What does it say is a critical indicator of the DDI?
Option List
F.        
the grade of the senior anaesthetist
G.       
the grade of the senior obstetrician
H.       
the time from the delivery decision being taken until the theatre staff and anaesthetist have been fully informed
I.         
the time from the delivery decision being taken until the consent form is completed
J.         
the time for the woman to reach the operating theatre
Question 6.
Lead-in
GP11 devotes a section to communication. It makes 5 points. How many can you conjure up (useful for an OSCE station)?
Question 7.
Lead-in
GP11 gives a target DDI for C section for “fetal compromise” of 30 minutes. What it the rationale for this?
Option List
F.        
research shows that DDI ≤ 30 minutes is associated with best fetal outcomes
G.       
research shows that DDI ≤ 30 minutes is associated with best maternal outcomes
H.       
research shows that DDI ≤ 30 minutes is associated with best educational and neuro-developmental outcomes at age 7 years
I.         
it is an accepted audit tool that tests the efficiency of the delivery team
J.         
the NHSLA’s CNST requires that ≥ 90% of category 1 C sections have a DDI ≤ 30 minutes
Question 8.
Lead-in
GP11 had a concluding section entitled “Recommendations”, of which there were three.

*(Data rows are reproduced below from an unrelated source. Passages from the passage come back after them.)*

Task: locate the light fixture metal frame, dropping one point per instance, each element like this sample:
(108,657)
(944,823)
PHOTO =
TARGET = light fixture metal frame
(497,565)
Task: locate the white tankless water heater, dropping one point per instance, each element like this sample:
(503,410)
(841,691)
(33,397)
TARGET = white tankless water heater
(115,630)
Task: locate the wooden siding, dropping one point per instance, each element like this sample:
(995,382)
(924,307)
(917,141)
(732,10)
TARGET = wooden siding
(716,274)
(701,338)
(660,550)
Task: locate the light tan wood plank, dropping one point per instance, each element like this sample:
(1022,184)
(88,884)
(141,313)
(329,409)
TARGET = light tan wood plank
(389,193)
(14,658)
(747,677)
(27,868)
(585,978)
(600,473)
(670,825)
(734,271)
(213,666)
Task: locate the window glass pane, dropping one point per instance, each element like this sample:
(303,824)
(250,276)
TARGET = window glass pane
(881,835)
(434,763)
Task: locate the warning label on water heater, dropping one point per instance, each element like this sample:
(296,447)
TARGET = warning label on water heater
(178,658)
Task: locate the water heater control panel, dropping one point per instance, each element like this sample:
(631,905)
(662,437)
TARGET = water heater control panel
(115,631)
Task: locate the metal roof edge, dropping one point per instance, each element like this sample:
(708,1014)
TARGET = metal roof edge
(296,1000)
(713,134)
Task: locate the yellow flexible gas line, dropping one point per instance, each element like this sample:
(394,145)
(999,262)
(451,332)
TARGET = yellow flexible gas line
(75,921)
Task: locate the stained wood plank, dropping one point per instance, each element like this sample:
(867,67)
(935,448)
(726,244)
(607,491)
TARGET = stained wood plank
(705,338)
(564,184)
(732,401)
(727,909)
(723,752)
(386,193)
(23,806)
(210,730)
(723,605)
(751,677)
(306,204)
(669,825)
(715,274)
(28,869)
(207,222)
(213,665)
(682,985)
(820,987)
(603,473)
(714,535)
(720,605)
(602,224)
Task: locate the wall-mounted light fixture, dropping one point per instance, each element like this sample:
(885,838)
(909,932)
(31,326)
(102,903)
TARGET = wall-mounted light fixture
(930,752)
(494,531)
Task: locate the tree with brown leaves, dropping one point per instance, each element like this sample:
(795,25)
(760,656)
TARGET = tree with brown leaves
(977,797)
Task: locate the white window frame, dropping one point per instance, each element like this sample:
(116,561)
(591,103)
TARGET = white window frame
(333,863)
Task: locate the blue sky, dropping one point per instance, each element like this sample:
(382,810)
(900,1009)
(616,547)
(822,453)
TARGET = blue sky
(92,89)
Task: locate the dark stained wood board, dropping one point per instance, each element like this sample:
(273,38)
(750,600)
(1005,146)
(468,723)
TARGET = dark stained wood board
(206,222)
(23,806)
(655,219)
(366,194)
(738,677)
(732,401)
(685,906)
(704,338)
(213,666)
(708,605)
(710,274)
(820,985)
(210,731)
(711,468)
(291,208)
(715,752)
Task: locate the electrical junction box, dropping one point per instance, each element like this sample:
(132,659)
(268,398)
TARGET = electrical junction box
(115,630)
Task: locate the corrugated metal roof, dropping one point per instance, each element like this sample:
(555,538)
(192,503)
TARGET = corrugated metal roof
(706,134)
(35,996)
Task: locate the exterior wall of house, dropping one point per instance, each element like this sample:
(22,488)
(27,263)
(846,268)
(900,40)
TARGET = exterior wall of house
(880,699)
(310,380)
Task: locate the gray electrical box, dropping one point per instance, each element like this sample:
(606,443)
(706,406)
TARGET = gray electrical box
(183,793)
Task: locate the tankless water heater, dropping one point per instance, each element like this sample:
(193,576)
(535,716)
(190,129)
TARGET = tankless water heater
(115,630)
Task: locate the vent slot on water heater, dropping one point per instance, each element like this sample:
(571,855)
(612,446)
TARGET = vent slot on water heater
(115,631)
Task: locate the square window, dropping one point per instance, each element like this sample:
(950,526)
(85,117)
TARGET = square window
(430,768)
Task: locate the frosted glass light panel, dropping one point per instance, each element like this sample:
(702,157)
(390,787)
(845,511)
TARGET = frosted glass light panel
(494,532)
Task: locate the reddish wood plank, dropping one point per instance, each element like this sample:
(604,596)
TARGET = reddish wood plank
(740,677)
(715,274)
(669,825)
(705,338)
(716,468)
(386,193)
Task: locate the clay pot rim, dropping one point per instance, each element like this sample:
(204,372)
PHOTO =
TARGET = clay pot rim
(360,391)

What were they?
Question 9.
Lead-in
Give two examples of clinical cases for each of the categories of risk.

43.   EMQ. APH.
Antepartum haemorrhage.
Lead-in.
The following scenarios relate to APH.
Pick one option from the option list.
Each option can be used once, more than once or not at all.
Option list.
A.        genital tract bleeding ≥ 500 ml. from 24 weeks until the delivery of the baby
B.         genital tract bleeding ≥ 500 ml. from 24 weeks until the delivery of the placenta.
C.         genital tract bleeding ≥ 500 ml. from 24 weeks, or earlier if the baby is live-born, until the delivery of the baby.
D.        1
E.         2
F.         3
G.        4
H.        5
I.           6
J.          7
K.         8
L.          9
M.      10
N.        15
O.        20
P.         30
Q.        50
R.         100
S.         500
T.         1,000
U.        true
V.        false
W.      none of the above
Scenario 1.
What is the definition of APH?
Scenario 2.
What is the upper limit in ml. for minor APH
Scenario 3.
What is the upper limit in ml. of major haemorrhage
Scenario 4.
What is the % risk of recurrence after 1 abruption?
Scenario 5.
What is the % risk of recurrence after 2 abruptions?
Scenario 6.
What is the major risk factor for placental abruption.
Scenario 7
List 10 risk factors for placental abruption.
Scenario 8
List 6 risk factors for placenta previa.
Scenario 9
In what % of pregnancies does APH occur?
Scenario 10
With regards to steps that can be taken to reduce the incidence of APH, what things would you include in a viva in the OSCE?